WILMINGTON, MA, Nov. 26, 2007 -- Koch Membrane Systems (KMS) announced that on September 2, 2007, the Bundamba Advanced Water Treatment Plant was commissioned near the city of Ipswich, in Queensland, Australia. The 7.9 MGD (30 MLD) water reclamation system is part of the Western Corridor Wastewater Recycle Project, the largest recycled water project in the Southern Hemisphere, which will provide 110 MGD (400 MLD) of recycled water to reduce the load on the region's water supply. The plant employs 18-inch diameter MegaMagnum® reverse osmosis (RO) elements from KMS to reclaim municipal effluent for use as the water supply for cooling towers at the Swanbank and the Torong power stations.

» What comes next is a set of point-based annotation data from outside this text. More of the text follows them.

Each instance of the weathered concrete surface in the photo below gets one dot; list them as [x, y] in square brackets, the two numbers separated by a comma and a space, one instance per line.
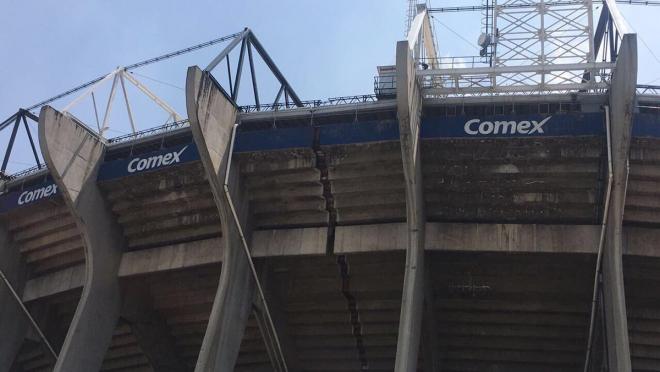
[73, 154]
[289, 242]
[622, 105]
[13, 323]
[409, 108]
[512, 238]
[212, 117]
[150, 329]
[369, 238]
[57, 282]
[171, 257]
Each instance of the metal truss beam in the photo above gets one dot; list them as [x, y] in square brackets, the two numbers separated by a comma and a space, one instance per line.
[20, 116]
[420, 38]
[249, 41]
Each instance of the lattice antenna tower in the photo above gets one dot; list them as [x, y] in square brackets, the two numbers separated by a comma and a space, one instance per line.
[542, 32]
[413, 9]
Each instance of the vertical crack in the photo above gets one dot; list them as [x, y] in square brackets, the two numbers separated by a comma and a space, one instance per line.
[356, 324]
[322, 166]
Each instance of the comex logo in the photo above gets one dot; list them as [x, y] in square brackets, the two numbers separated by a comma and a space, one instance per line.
[476, 126]
[34, 195]
[140, 164]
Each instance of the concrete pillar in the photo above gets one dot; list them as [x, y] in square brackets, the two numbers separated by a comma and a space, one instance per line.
[73, 154]
[622, 104]
[13, 323]
[212, 116]
[409, 105]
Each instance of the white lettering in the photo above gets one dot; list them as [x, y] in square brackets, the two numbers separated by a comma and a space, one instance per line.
[467, 128]
[476, 126]
[139, 164]
[34, 195]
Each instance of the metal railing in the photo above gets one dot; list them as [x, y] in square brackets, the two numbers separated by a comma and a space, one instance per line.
[150, 132]
[650, 90]
[26, 172]
[385, 86]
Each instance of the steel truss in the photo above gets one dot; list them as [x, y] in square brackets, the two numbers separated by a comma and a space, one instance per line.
[248, 41]
[539, 47]
[21, 116]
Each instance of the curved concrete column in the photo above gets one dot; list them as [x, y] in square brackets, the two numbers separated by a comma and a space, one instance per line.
[13, 323]
[73, 154]
[212, 116]
[622, 105]
[409, 106]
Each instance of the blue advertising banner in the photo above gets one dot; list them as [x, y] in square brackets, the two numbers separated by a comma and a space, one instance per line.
[360, 132]
[148, 162]
[530, 125]
[274, 139]
[22, 198]
[646, 125]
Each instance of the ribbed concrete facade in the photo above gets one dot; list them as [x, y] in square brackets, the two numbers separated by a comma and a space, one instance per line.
[399, 235]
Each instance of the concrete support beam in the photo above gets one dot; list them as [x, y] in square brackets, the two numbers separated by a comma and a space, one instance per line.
[56, 282]
[409, 108]
[621, 106]
[73, 154]
[212, 116]
[275, 289]
[13, 323]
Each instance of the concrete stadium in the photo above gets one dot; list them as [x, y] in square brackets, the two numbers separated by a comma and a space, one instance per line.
[434, 226]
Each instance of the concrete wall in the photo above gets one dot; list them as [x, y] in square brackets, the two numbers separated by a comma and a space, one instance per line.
[73, 154]
[13, 323]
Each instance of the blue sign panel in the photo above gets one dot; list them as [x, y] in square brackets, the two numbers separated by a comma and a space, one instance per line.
[148, 162]
[531, 125]
[274, 139]
[646, 125]
[360, 132]
[22, 198]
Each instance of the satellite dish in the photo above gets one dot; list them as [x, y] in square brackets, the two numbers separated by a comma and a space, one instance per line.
[484, 40]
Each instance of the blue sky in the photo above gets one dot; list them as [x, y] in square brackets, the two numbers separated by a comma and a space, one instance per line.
[324, 48]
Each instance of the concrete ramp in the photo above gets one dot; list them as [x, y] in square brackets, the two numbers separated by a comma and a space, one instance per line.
[212, 116]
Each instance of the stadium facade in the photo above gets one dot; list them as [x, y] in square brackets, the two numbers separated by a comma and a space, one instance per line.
[447, 223]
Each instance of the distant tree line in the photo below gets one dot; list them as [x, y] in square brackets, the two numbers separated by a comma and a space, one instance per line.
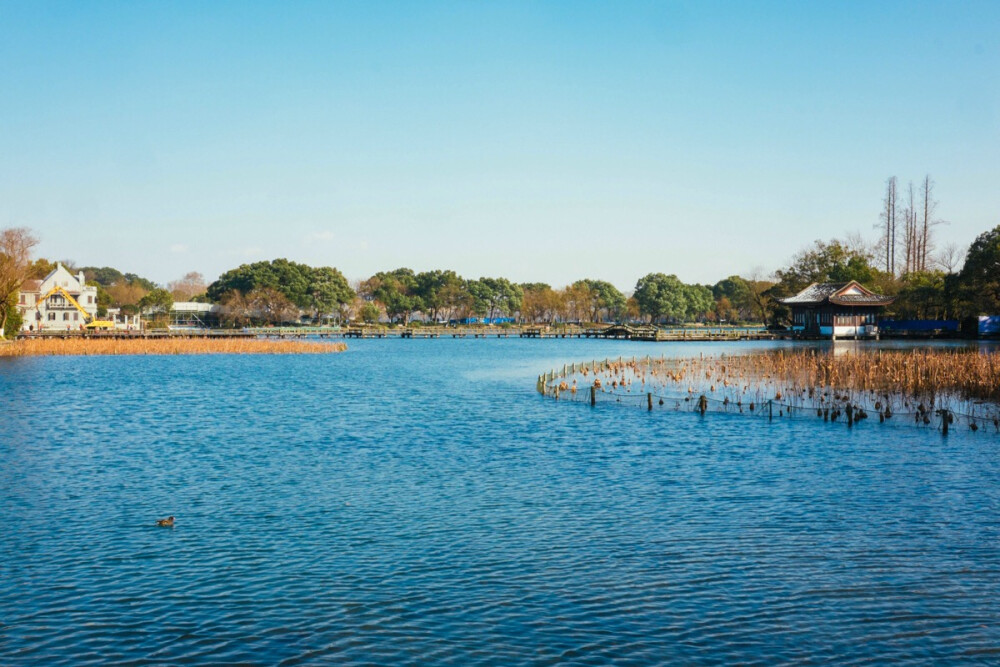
[942, 285]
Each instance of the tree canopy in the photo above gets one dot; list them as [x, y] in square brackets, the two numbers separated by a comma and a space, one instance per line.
[981, 274]
[322, 290]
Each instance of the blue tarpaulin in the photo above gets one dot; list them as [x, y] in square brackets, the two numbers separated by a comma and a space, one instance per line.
[918, 325]
[989, 325]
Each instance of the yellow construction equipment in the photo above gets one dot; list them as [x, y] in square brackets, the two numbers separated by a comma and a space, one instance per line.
[90, 322]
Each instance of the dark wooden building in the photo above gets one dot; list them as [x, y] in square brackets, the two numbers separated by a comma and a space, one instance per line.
[837, 310]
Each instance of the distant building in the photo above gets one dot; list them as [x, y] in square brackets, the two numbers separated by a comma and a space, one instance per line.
[837, 310]
[43, 310]
[194, 315]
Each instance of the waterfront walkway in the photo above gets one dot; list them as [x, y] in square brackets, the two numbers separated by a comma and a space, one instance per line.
[616, 332]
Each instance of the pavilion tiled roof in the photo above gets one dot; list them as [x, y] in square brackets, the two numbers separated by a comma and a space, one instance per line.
[843, 294]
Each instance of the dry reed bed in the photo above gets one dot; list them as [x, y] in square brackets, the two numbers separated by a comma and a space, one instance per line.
[171, 346]
[918, 381]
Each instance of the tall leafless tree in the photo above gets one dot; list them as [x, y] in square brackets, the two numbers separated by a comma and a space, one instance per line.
[15, 264]
[950, 257]
[888, 217]
[928, 222]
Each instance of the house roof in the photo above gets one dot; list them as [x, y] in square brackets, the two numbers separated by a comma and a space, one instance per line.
[850, 293]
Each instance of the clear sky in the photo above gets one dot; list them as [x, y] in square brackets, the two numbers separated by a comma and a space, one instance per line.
[542, 141]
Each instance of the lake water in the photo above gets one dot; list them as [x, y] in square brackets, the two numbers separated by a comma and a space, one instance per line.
[417, 502]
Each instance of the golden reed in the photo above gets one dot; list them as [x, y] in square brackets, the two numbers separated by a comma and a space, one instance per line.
[963, 373]
[96, 346]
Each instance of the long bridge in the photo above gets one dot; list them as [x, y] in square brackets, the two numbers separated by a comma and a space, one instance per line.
[615, 332]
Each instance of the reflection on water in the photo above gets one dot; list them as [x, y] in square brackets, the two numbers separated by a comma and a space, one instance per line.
[418, 502]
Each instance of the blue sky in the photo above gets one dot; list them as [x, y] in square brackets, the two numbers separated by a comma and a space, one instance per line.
[539, 140]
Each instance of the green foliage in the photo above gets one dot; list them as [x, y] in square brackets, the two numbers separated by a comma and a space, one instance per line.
[322, 290]
[369, 313]
[980, 277]
[438, 291]
[10, 317]
[923, 295]
[700, 302]
[602, 297]
[661, 297]
[103, 300]
[494, 297]
[104, 275]
[157, 301]
[396, 291]
[831, 262]
[40, 268]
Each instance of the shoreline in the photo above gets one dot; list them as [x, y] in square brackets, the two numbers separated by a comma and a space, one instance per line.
[87, 347]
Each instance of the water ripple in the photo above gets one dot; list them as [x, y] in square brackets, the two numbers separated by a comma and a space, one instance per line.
[414, 502]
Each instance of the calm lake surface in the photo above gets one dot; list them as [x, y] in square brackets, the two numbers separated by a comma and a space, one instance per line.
[416, 502]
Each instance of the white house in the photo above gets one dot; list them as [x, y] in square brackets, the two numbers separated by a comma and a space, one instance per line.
[56, 313]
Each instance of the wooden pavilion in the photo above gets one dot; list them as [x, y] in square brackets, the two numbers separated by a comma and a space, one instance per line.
[837, 310]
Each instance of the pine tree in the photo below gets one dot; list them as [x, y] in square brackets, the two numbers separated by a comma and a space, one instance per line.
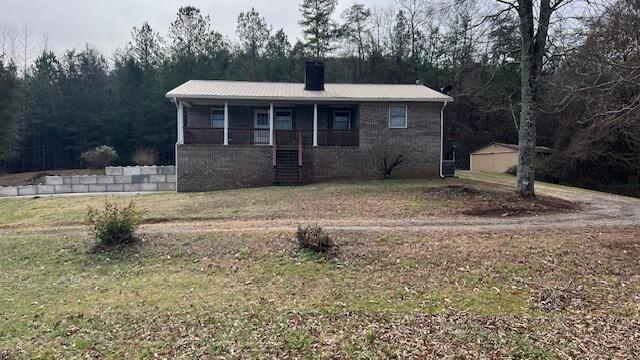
[10, 111]
[146, 46]
[253, 32]
[357, 31]
[318, 28]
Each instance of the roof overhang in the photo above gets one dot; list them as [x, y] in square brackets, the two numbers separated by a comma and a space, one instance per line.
[302, 100]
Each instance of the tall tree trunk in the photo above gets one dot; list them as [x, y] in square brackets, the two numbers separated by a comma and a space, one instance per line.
[531, 58]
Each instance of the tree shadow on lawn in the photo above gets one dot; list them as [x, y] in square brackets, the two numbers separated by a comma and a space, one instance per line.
[490, 203]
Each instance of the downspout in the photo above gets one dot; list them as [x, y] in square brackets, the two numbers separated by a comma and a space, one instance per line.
[444, 105]
[175, 166]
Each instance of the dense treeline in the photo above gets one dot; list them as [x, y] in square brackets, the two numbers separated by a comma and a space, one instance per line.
[62, 104]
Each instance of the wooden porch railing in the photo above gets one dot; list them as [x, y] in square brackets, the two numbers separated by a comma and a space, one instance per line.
[203, 136]
[250, 136]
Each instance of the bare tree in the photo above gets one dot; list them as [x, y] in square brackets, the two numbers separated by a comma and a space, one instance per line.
[8, 42]
[418, 13]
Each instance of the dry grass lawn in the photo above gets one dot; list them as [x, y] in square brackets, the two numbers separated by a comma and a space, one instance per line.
[385, 294]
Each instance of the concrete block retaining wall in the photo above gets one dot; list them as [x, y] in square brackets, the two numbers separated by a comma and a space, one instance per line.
[116, 179]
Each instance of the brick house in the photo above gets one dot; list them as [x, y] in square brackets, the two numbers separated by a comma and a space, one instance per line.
[235, 134]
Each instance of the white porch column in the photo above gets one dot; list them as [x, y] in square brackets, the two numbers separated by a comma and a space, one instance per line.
[271, 124]
[180, 123]
[226, 123]
[315, 124]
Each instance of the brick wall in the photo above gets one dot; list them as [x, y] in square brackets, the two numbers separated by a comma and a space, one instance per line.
[216, 167]
[213, 167]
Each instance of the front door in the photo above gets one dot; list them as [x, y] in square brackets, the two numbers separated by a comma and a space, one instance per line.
[284, 120]
[261, 126]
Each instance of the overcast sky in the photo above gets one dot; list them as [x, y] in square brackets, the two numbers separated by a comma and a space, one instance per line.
[106, 24]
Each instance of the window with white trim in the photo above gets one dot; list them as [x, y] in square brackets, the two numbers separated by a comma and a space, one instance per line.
[397, 116]
[341, 120]
[217, 118]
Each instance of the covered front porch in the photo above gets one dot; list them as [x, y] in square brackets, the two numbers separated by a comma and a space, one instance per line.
[280, 124]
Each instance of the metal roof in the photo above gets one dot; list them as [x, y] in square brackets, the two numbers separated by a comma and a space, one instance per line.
[245, 90]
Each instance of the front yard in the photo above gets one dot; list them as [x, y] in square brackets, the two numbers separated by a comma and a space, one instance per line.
[248, 293]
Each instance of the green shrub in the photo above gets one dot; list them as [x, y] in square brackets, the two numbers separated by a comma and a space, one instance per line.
[99, 157]
[145, 157]
[315, 239]
[114, 225]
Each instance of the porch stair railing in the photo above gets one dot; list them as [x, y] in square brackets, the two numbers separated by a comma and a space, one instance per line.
[287, 157]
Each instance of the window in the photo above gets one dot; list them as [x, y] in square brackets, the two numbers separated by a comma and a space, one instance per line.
[217, 117]
[397, 116]
[342, 120]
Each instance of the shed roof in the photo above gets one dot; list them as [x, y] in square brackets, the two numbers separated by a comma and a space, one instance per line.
[246, 90]
[539, 149]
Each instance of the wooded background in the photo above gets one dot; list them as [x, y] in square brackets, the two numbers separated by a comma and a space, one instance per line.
[55, 106]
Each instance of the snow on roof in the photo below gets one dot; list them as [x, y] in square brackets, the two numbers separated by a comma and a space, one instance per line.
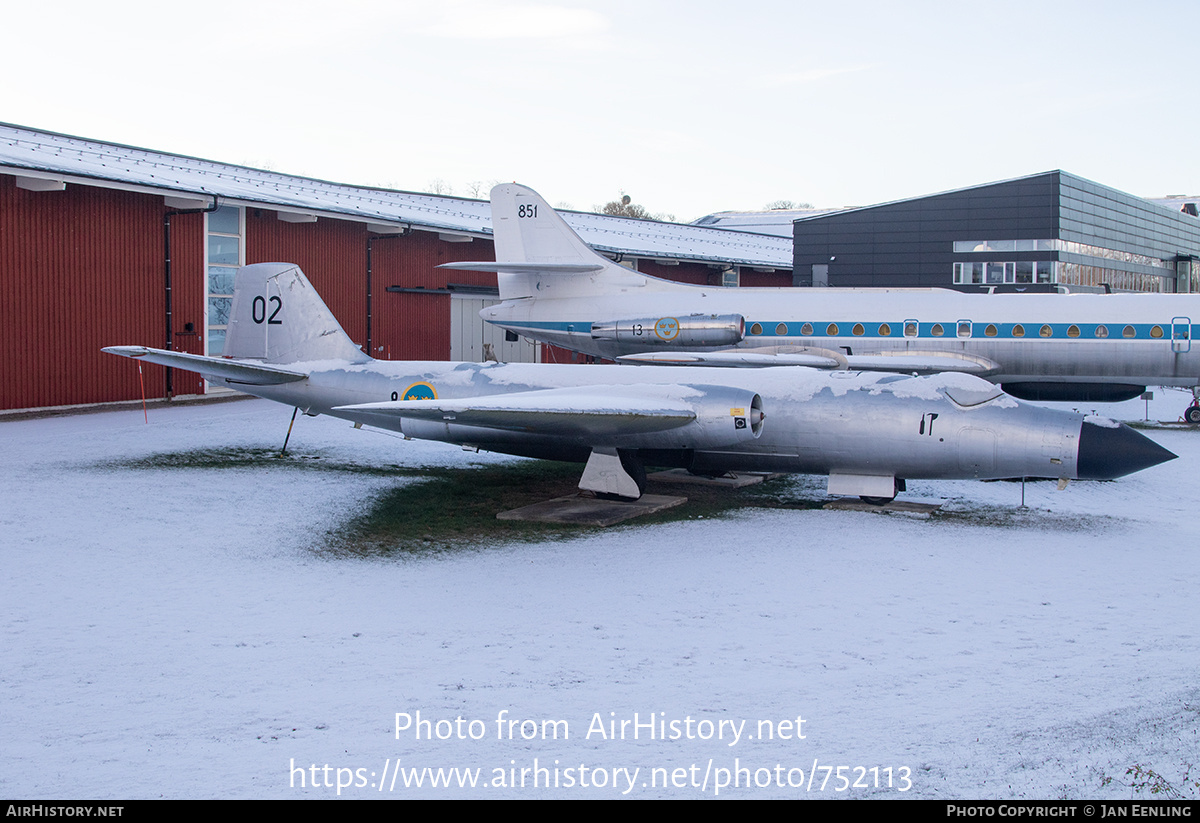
[47, 152]
[773, 221]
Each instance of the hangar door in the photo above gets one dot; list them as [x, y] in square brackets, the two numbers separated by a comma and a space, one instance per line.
[469, 332]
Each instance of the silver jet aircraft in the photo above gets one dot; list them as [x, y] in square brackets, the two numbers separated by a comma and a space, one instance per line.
[1077, 347]
[868, 432]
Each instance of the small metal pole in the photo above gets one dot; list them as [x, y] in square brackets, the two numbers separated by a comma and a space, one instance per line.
[285, 449]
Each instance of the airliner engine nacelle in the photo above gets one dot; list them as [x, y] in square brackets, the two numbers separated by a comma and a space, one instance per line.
[684, 330]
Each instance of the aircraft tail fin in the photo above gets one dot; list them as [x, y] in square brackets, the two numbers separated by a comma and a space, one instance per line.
[277, 317]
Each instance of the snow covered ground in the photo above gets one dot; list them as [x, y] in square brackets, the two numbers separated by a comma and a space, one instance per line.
[179, 632]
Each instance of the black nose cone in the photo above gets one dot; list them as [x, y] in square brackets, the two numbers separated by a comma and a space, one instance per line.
[1109, 450]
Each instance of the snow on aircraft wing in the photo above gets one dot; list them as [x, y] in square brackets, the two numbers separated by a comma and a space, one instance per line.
[521, 268]
[233, 371]
[601, 410]
[816, 358]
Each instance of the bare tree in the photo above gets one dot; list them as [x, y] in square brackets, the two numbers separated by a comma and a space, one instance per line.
[624, 206]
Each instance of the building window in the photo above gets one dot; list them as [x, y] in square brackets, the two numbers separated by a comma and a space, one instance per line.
[225, 253]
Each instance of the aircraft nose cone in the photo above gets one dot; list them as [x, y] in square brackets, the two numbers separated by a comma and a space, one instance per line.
[1108, 451]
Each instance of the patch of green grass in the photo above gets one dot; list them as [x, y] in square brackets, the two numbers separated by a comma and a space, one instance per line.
[456, 508]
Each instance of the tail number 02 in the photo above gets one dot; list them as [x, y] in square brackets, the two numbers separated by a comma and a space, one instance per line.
[258, 311]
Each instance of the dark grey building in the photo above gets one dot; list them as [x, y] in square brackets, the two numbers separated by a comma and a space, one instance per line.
[1031, 234]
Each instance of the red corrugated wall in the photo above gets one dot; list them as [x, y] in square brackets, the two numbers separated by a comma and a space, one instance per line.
[411, 325]
[82, 269]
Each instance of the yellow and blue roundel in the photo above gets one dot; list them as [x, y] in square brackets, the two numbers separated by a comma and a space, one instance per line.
[420, 391]
[667, 329]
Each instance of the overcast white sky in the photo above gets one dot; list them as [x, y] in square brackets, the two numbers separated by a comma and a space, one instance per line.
[689, 107]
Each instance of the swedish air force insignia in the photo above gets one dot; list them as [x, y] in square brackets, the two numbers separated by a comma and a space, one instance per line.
[666, 329]
[420, 391]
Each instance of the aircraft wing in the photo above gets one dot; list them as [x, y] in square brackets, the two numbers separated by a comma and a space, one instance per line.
[233, 371]
[580, 412]
[815, 358]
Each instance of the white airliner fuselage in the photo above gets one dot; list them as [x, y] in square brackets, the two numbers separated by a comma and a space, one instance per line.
[1098, 347]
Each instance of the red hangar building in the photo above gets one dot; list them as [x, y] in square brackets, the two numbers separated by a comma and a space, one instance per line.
[113, 245]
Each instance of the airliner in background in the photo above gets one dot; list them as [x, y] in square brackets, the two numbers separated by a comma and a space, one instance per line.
[1051, 347]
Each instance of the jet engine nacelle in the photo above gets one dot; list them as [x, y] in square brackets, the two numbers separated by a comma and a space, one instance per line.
[623, 416]
[725, 418]
[685, 330]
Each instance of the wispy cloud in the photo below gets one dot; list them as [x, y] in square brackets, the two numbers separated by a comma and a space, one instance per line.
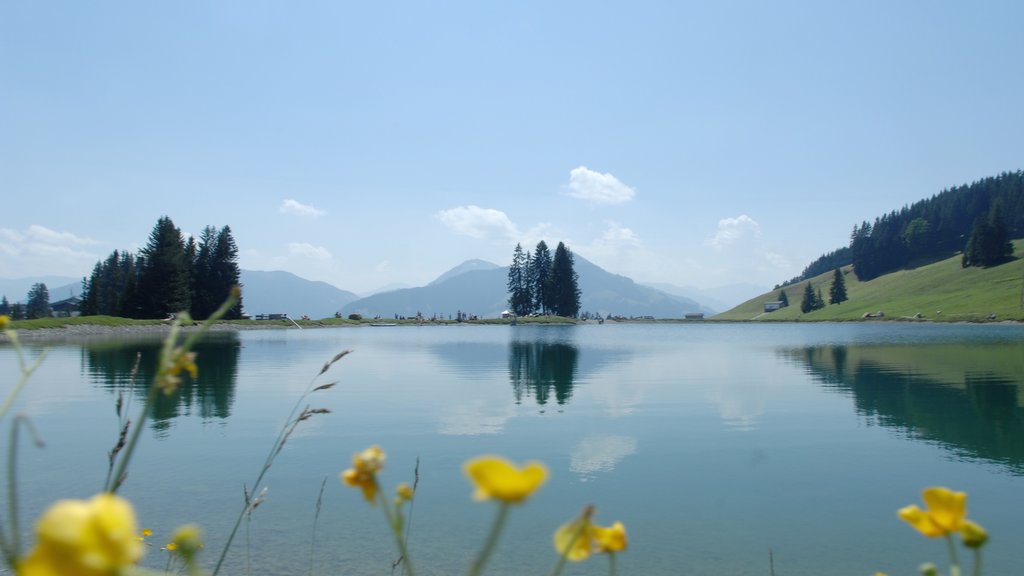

The 18-inch diameter MegaMagnum elements are the world's largest commercially available spiral wound RO elements. These elements are designed to significantly reduce the cost, footprint and installation time of RO systems. Each 18-by-61inch MegaMagnum spiral element used for the project contains 2,800-square-feet of membrane surface area, compared to 400-square-feet in commonly deployed 8-by-40 inch products.

Bundamba Advanced Water Treatment Plant (AWTP) Stage 1A was awarded to the Thiess Black & Veatch joint venture by the Queensland state government in early 2007. Stage 1A is the first of two projects that make-up the Western Corridor Wastewater Recycle Project. The Thiess Black & Veatch joint venture selected a four-train MegaMagnum RO system from KMS for the fast-track first phase of the water reclamation initiative. Each pre-engineered, packaged MegaMagnum MM13 train holds 65 membrane elements. Bundamba AWTP Stage 1A was completed with four trains for a total of 260 membrane elements in the system.

The packaged MegaMagnum MM13 systems enable fast installation and start-up. Installation of the MegaMagnum RO system began in May of 2007 and the plant became operational in August 2007, three weeks ahead of schedule.

"Koch Membrane Systems' equipment started arriving at the Stage 1A site on May 14th, with the last pieces of equipment arriving in the first week of June," said Sandy Berman, senior project manager at KMS. "Thiess Black & Veatch was contracted by the Queensland government to build, commission and start-up the plant very quickly, with firm dates required for water production. KMS was able to provide the resources necessary to complete the majority of the start-up in four weeks rather than the seven that had been scheduled."

On September 2, 2007 a dedication ceremony was held at the Bundamba AWTP Stage 1A site to mark the official start-up of the plant. The MegaMagnum RO System is currently performing up to expectations. KMS has also supplied MegaMagnum systems with a capacity of 9.5 MGD (36MLD) for Stage 1B of the Bundamba plant. When complete, the Bundamba AWTP will treat 17.4 MGD (66 MLD).

Koch Membrane Systems Inc. has been a global leader in separation and filtration products for more than 35 years. Based in Wilmington, Mass., Koch Membrane Systems is a Koch Chemical Technology Group LLC company.